Monday, December 7, 2009

Public Relations Pros: To Get a Seat at the Table, First Get Out of the Highchair


Good PR professionals are always-on, trustworthy representatives of the brand – just like the CEO

Public relations professionals often complain that senior management doesn’t take them – or the discipline – seriously. They say that PR often isn’t involved at a strategic level. This disrespect prevents professionals from doing their jobs effectively in managing the company’s brand image and contributing to business growth.

But PR has to earn that seat at the table. However, some professionals seem to be striving to achieve just the opposite – they sabotage themselves (and the rest of the profession) through unprofessional business behavior. Here’s an example.

This past weekend, I attended a performance in Massachusetts by my favorite comedian Paula Poundstone. Part of Ms. Poundstone’s show involves engaging audience members in an improvised dialog about their jobs. One audience member mentioned that she had retired from a large insurance company. (The retiree mentioned her employer by name; I am specifically NOT mentioning the company by name because I feel it would be unfair.)

Ms. Poundstone then asked the audience if anyone else worked for the company. A young woman in the balcony shouted out that she did. On further questioning, the young woman said “I write corporate propaganda” for the company, working in the “Internal Communications” department. There was some additional bantering about the young woman’s job and what it involved.

I was appalled. The young woman effectively demeaned her employer in public, in order to aggrandize herself. Regardless of whether there is a corporate policy against such behavior – and having worked in another insurance company, I am willing to bet that there is – this person is supposed to be a professional communicator. What was she thinking?

I can answer that: she wasn’t thinking.

Can you picture the CEO of the company doing this? What about the CFO? The chief counsel? The VP of human resources? Or any other senior manager with whom PR wants to “share the table?”

It’s tempting to write off this incident as an isolated incident, and a mistake committed by an inexperienced professional. But I see this behavior far too frequently. For example: there’s the senior VP of a large PR firm who is notoriously blabby about the internals of her clients’ businesses (and her own agency’s business). Her peers joke about it, but I am guessing that the CEOs or chief counsels of her clients wouldn’t joke about it if they knew about it. How can a client trust her – or her agency for that matter?

I would like to think that this behavior is just thoughtlessness or sloppiness. It’s undoubtedly aggravated by our celebrity culture and the let-it-all-hang-out world of social media. But I believe that there’s an attitude at play here: “I want a grown-up responsible job but still want to be able to act like a child.” Companies can’t afford to have people like this staffing their communications departments –let alone giving them a seat at the table with the CEO.

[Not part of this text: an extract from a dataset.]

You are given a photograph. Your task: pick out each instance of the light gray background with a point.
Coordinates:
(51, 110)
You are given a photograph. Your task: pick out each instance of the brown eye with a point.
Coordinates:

Mature PR professionals consider themselves always-on representatives of their companies or their clients’ businesses, and act accordingly in public and private. Just like the CEO, CFO and so on.

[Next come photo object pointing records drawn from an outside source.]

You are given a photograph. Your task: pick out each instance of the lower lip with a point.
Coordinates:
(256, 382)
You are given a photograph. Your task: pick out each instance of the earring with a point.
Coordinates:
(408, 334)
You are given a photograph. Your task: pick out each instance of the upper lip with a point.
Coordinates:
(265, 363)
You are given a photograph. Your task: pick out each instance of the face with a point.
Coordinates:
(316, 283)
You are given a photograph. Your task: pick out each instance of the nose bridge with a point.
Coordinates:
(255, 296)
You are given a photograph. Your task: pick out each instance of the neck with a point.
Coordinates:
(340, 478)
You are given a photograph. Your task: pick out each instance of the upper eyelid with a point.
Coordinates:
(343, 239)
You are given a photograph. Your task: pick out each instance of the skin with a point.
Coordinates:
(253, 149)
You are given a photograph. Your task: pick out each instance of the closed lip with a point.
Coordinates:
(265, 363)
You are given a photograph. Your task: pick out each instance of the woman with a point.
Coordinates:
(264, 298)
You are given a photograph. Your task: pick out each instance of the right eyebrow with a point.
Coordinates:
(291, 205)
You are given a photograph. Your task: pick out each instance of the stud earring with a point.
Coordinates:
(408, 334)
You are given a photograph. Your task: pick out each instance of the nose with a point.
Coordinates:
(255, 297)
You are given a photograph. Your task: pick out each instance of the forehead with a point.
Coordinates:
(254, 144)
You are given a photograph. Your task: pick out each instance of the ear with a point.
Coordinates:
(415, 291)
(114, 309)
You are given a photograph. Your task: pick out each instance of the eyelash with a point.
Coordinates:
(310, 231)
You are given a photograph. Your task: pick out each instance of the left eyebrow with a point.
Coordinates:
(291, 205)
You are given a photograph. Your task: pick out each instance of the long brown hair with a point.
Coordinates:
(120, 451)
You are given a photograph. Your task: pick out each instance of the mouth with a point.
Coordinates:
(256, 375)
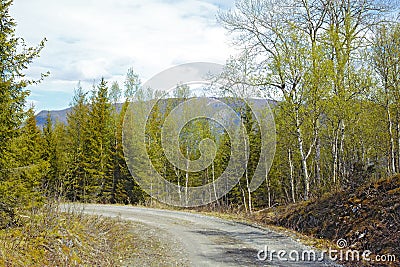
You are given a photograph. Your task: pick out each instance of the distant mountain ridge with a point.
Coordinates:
(61, 115)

I have met hundreds of mature, trustworthy PR professionals like this – of all ages –and many do have well-deserved seats at the table.

Companies need to be proactive about protecting themselves by hiring trustworthy adult professionals. Search engines and social media can often reveal potential loose cannons.

As for our young friend, she’ll be lucky if her remarks don’t end up on some future CD of Ms. Poundstone’s.